This New Yorker article provides some insight on cross-cultural issues.
posted by Melismata at 7:20 AM on September 13, 2017 [2 favorites]


I always assumed that whining in an annoying nasal high pitched voice was basically the human being version of a fire alarm. High pitched "whiney" tones are hard(er) to ignore acoustically, like baby cries. Moderate, mid range, round tones are way WAY less effective at getting attention. If you think about it, almost all "attention is required right now!" noises are high pitched like that, both natural and man made. Screams of terror, crying babies, ambulances, every sort of alarm and siren ever, ringtones.... etc

So while I believe whiney BEHAVIOUR is a learned behaviour (in that kids have learned that it WORKS and thus continue to do it), I strongly suspect the specific tone and whiney high pitched nasal sound of it is biologically based to get the most attention possible, and thus likely not cultural.
posted by PuppetMcSockerson at 7:22 AM on September 13, 2017 [5 favorites]


Plenty of whiny kids in China, in my experience.

It's a communication strategy that is simple to execute and, often, effective. How adults respond to it determines how ingrained it gets, but I think there's also just some personality issues. Coping with big feelings and having emotional intelligence are developmental milestones that appear at wildly different points in the lives of small humans.
posted by soren_lorensen at 7:23 AM on September 13, 2017 [2 favorites]


I'm Italian but live in the US. Kids whine in Italy and kids whine in the US. I have met whining kids in every country I have ever visited, in fact, so I'd hazard that it's cross-cultural though I can't speak from a pedagogical point of view.
posted by lydhre at 7:33 AM on September 13, 2017 [2 favorites]


When we (Americans) lived in Germany, we came across plenty of children who tried to get what they wanted by whining.

I used to work in a Jewish preschool.
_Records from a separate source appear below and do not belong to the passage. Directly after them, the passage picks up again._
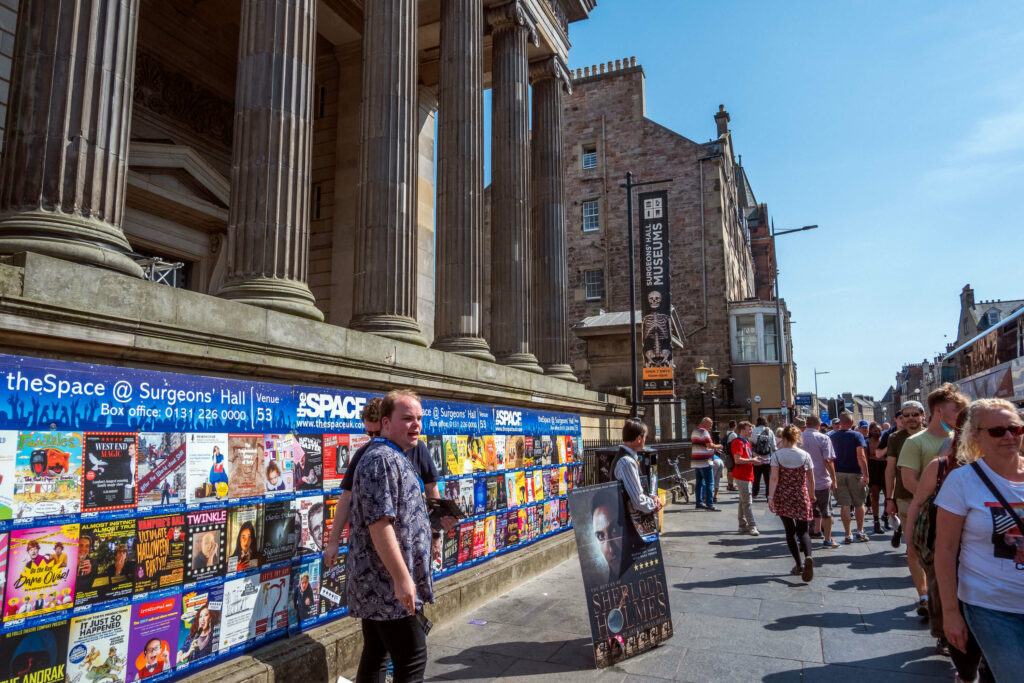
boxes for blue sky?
[569,0,1024,398]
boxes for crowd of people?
[691,384,1024,682]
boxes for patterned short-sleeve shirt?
[348,438,434,622]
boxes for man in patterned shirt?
[348,391,434,683]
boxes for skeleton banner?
[640,190,676,400]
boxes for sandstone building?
[563,58,795,437]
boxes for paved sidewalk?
[427,485,953,683]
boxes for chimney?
[715,104,729,137]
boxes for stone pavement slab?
[419,489,952,683]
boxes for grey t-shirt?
[348,438,434,622]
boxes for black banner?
[640,190,676,400]
[568,481,673,669]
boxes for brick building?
[563,58,794,434]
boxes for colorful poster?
[14,431,83,519]
[263,434,295,496]
[184,508,227,584]
[3,524,78,622]
[263,501,297,564]
[82,432,138,511]
[568,481,672,669]
[135,432,187,510]
[324,434,351,490]
[75,519,137,605]
[176,585,224,671]
[135,514,186,593]
[0,621,69,683]
[292,434,324,490]
[226,505,263,574]
[227,434,266,499]
[185,433,229,505]
[0,430,17,519]
[292,496,323,555]
[67,606,131,683]
[128,594,181,682]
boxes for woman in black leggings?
[768,425,814,581]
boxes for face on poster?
[14,431,83,518]
[135,432,186,510]
[185,433,229,505]
[68,606,131,683]
[128,594,181,681]
[4,524,79,621]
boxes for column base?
[498,353,544,375]
[430,337,495,362]
[217,278,324,323]
[348,314,427,347]
[0,209,142,278]
[544,362,580,382]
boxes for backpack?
[752,427,775,456]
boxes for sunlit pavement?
[427,486,953,683]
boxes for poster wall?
[568,481,673,669]
[0,354,582,683]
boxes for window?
[764,314,778,362]
[583,268,604,301]
[736,315,758,362]
[583,200,601,232]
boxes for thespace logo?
[495,410,522,427]
[296,392,367,420]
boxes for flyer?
[175,586,224,670]
[135,432,187,510]
[226,504,263,575]
[185,433,229,505]
[263,434,295,496]
[263,501,297,564]
[82,432,138,511]
[0,621,69,683]
[135,514,185,593]
[68,606,131,683]
[292,434,324,492]
[75,519,137,605]
[184,508,227,583]
[227,434,266,499]
[14,431,83,519]
[3,524,79,622]
[128,594,181,681]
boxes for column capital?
[486,0,541,47]
[529,54,572,95]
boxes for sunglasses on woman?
[978,425,1024,438]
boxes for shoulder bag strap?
[971,461,1024,533]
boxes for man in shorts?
[829,411,867,544]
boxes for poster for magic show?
[568,481,673,668]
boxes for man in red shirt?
[729,420,761,536]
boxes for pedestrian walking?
[829,411,867,544]
[729,421,761,536]
[801,415,839,548]
[347,391,434,683]
[935,398,1024,683]
[690,418,722,512]
[768,425,815,582]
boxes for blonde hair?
[956,398,1017,465]
[780,424,804,445]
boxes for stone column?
[0,0,142,276]
[487,0,543,373]
[220,0,324,321]
[350,0,427,346]
[433,0,495,361]
[529,56,577,382]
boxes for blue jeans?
[961,602,1024,683]
[693,465,715,508]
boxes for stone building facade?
[564,57,794,435]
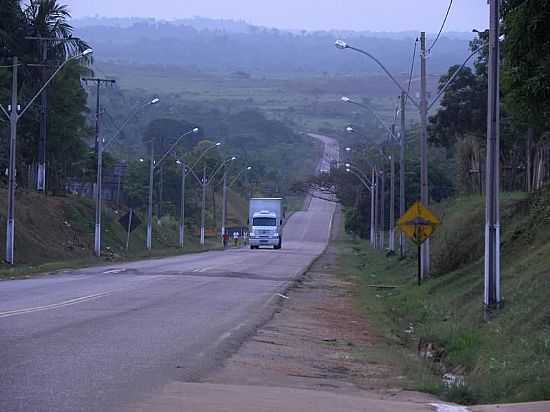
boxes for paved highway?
[0,138,338,412]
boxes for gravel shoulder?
[203,208,434,402]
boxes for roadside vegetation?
[306,0,550,404]
[338,189,550,404]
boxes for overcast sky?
[61,0,489,32]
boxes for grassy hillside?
[0,190,248,275]
[341,190,550,403]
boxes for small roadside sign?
[397,202,441,286]
[397,202,441,245]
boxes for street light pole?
[420,32,430,280]
[399,92,407,257]
[389,154,395,252]
[147,125,199,250]
[180,162,187,249]
[0,49,93,265]
[221,166,227,243]
[92,97,160,257]
[380,169,386,250]
[370,167,378,248]
[147,139,155,250]
[201,163,207,246]
[6,57,18,265]
[484,0,501,318]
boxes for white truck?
[248,198,284,249]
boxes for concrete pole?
[370,167,376,247]
[201,164,207,246]
[484,0,501,317]
[420,32,430,279]
[399,92,407,257]
[94,81,103,257]
[6,57,19,265]
[374,168,380,249]
[147,139,155,250]
[380,170,386,250]
[221,166,227,243]
[389,153,395,252]
[36,41,48,192]
[180,163,187,249]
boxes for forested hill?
[74,18,468,74]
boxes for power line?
[405,37,418,104]
[428,0,453,53]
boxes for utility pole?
[201,163,207,246]
[25,36,80,192]
[420,32,430,279]
[380,170,386,250]
[180,162,187,249]
[399,92,407,257]
[484,0,501,318]
[221,166,227,243]
[370,167,377,248]
[82,77,116,257]
[36,41,48,193]
[6,57,19,265]
[147,139,155,250]
[389,150,395,252]
[373,168,380,249]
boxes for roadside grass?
[0,191,230,279]
[338,191,550,404]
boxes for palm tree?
[24,0,89,190]
[24,0,89,60]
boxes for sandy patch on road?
[204,243,433,401]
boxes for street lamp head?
[334,40,349,50]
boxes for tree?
[503,0,550,130]
[430,65,487,149]
[0,0,92,191]
[503,0,550,191]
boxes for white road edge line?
[0,292,113,319]
[103,269,126,275]
[430,403,470,412]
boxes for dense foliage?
[0,0,89,191]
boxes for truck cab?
[249,199,283,249]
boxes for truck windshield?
[252,217,277,226]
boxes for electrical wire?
[428,0,453,53]
[405,37,418,104]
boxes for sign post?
[398,202,441,286]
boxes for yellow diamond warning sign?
[397,202,441,245]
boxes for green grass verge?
[339,191,550,404]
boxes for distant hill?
[73,17,471,75]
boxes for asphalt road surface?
[0,138,338,412]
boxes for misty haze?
[0,0,550,412]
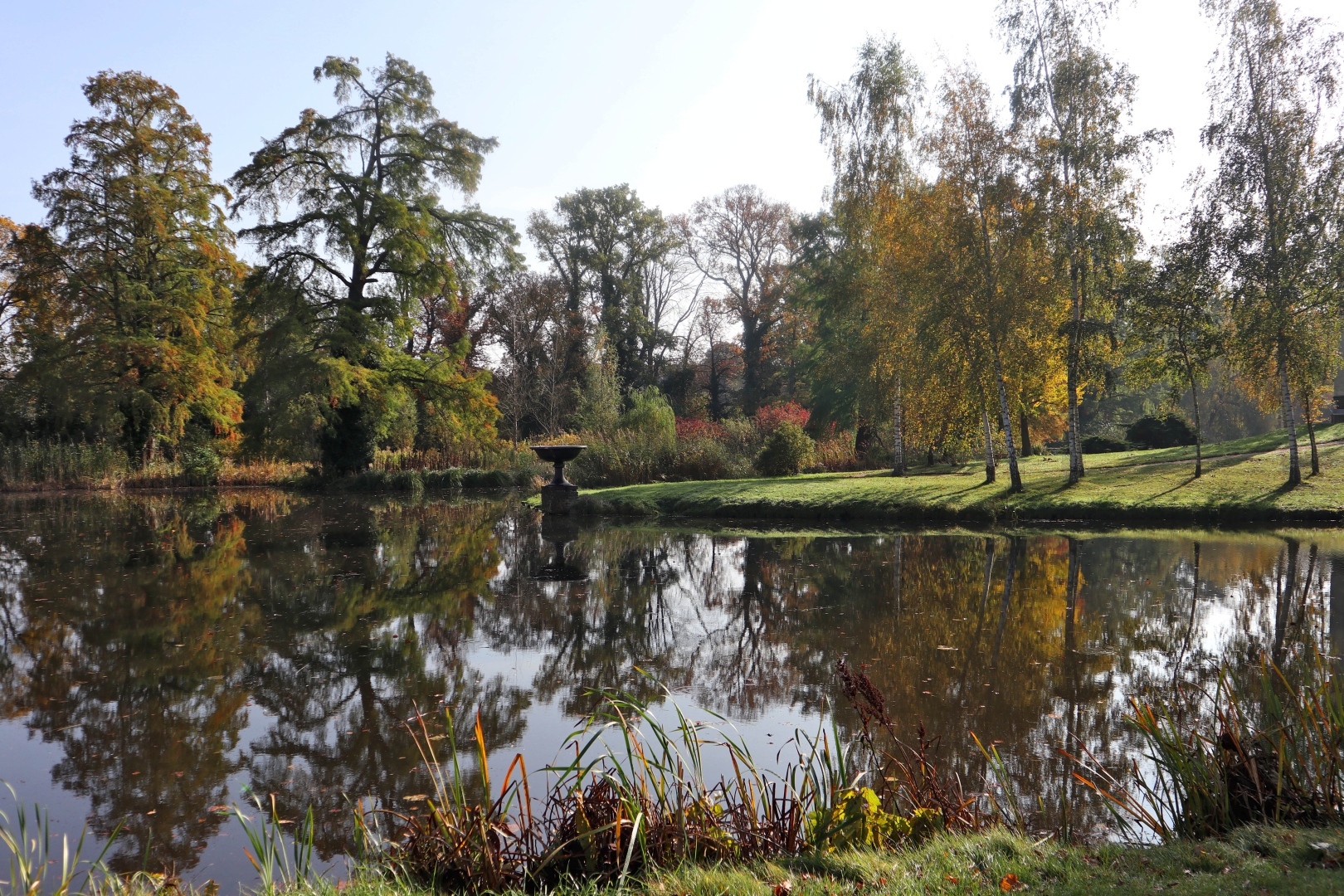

The kids newly arrived from Israel whined just as much as their American counterparts.

It's fairly accepted dogma that kids stop whining when they figure out it doesn't work, or when the people in charge of them teach them a different method of expressing their wants/needs/frustrations. This was true for my kids, it was true for the German kids, and it was true for the Israeli kids.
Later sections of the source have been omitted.